紙又は板紙に防湿性を付与する手段として、合成樹脂をライナーに塗工する方法が一般的に行われている。この方法で防湿性を向上させるためには、合成樹脂の単位面積当たりの塗工量を増やす必要があり、コストアップにつながるとともに、古紙としての離解が困難になるという不具合があった。
これに対して、防湿剤に平均粒子径が5〜50μmの平板状無機粒子を添加する方法が提案されている(特許文献1参照)。この場合、少量の塗工で高い防湿性が得られるという利点があるが、使用する無機粒子が平均粒子径5μm以上のもののみだと、塗工後のライナー表面の平滑度が悪化し、その結果として耐摩耗性が悪化する傾向となる。さらに、塗工面の平滑度が悪くなると、貼合時にコルゲーターの熱版との擦れにより熱版が摩耗する可能性がある。特に、平板状無機粒子として雲母を使用した場合には、その影響が顕著となる。
上記不具合に対処するために、平均粒子径が5〜50μmの平板状の第1の無機粒子と、平均粒子径が0.1〜5μmの第2の無機粒子とを混合してなる防湿剤(平均粒子径=1〜5μm)を添加する方法が提案されている(特許文献2参照)。
特開平9−21096号公報。
特開2004−131865号公報。
ところが、上記特許文献2に開示されているように、平均粒子径が5〜50μmの平板状の第1の無機粒子と、平均粒子径が0.1〜5μmの第2の無機粒子とを混合してなる防湿剤を紙面上に塗工した場合、本来、紙面に対して平行に積層されるべき平板状の第1の無機粒子間に第2の無機粒子(第1の無機粒子より平均粒子径が小さい)が入り込み、結果として、平板状の第1の無機粒子の積層が乱れ、同一塗工量では特許文献1に開示されている防湿紙における透湿度を上回ることができないという不具合がある。さらに、平板状の第1の無機粒子が表面に露出することがあるところから、貼合時にコルゲーターの熱版との擦れにより熱版が摩耗する可能性を完全に解消することが難しい。特に、平板状無機粒子として雲母を使用した場合には、その影響が顕著となる。
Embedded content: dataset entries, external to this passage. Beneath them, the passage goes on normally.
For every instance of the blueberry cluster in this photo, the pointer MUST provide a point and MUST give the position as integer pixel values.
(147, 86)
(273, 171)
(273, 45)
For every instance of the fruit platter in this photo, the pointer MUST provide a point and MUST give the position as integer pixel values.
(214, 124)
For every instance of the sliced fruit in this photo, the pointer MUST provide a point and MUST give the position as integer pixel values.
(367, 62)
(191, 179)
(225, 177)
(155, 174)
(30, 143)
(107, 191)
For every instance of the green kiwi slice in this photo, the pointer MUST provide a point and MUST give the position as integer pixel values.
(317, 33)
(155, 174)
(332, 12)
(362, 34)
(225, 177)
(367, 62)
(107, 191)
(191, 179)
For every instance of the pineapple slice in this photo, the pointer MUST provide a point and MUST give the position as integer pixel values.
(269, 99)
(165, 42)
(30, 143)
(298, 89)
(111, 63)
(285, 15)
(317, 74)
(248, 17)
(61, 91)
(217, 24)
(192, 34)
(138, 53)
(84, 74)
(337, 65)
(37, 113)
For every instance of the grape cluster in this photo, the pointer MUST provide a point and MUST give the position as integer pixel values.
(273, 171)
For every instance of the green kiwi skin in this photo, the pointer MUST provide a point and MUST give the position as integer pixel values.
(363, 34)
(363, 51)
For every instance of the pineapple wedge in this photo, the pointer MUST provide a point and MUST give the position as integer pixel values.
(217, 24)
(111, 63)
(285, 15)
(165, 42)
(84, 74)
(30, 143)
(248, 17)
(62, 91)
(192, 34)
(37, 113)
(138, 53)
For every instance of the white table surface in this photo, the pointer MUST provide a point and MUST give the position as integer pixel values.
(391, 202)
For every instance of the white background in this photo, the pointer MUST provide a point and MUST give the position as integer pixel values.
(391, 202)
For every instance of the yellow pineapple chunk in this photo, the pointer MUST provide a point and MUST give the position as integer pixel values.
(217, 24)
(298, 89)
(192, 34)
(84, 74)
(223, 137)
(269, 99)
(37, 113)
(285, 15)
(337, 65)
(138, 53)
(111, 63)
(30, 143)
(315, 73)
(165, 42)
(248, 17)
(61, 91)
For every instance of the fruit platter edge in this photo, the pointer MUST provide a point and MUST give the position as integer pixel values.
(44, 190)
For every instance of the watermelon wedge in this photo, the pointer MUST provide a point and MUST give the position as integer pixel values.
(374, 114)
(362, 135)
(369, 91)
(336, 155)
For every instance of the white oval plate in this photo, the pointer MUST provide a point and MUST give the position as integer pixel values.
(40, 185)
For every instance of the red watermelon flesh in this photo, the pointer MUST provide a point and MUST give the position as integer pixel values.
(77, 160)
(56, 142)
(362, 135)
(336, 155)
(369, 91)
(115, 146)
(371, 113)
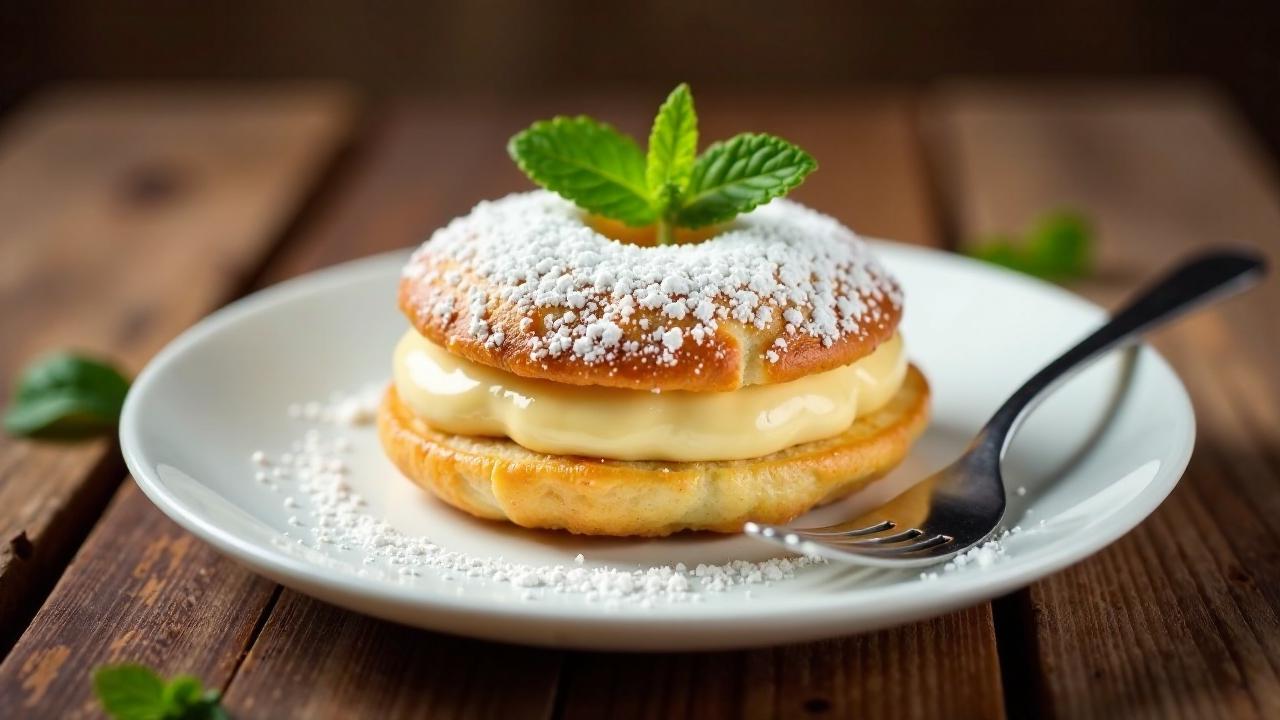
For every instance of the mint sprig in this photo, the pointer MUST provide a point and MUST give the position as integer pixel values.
(65, 396)
(739, 174)
(135, 692)
(1057, 246)
(589, 163)
(603, 171)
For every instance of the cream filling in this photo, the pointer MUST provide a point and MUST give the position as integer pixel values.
(455, 395)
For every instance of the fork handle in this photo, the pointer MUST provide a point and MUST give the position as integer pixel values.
(1200, 281)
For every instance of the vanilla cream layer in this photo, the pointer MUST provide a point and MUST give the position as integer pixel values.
(458, 396)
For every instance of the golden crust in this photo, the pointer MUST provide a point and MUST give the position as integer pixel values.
(498, 479)
(731, 356)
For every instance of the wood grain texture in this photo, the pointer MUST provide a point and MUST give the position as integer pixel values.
(140, 591)
(315, 660)
(933, 669)
(872, 177)
(127, 215)
(1182, 616)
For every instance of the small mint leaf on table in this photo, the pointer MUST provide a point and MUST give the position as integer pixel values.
(65, 396)
(131, 692)
(672, 142)
(1059, 246)
(740, 174)
(135, 692)
(589, 163)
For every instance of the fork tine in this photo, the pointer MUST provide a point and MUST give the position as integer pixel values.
(890, 540)
(836, 532)
(927, 543)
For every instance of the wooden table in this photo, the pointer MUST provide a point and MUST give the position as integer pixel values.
(126, 214)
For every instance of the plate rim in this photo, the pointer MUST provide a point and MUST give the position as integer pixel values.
(704, 619)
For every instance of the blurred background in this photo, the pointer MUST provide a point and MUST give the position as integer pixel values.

本願発明は、上記の点に鑑みてなされたもので、古紙として離解が可能であって、防湿性に優れ且つ貼合時においてコルゲーターの熱版適性に優れた防湿紙を提供することを目的としている。
本願発明では、上記課題を解決するための第1の手段として、紙又は板紙の少なくとも片面に、平均粒子径が5〜50μmの平板状無機粒子と合成樹脂ラテックスとからなる第1の防湿剤を塗工してなる第1防湿層と、該第1防湿層の上層側に位置して平均粒子径0.1〜5μmの平板状無機粒子と合成樹脂ラテックスとからなる第2の防湿剤を塗工してなる第2防湿層とを形成し且つ前記第1防湿層に含有する平板状無機粒子の平均粒子径よりも、前記第2防湿層に含有する平板状無機粒子の平均粒子径を小さくなるようにし、前記第1防湿層の表層にある平板状無機粒子間に前記第2防湿層の平板状無機粒子が入り込める状態としている。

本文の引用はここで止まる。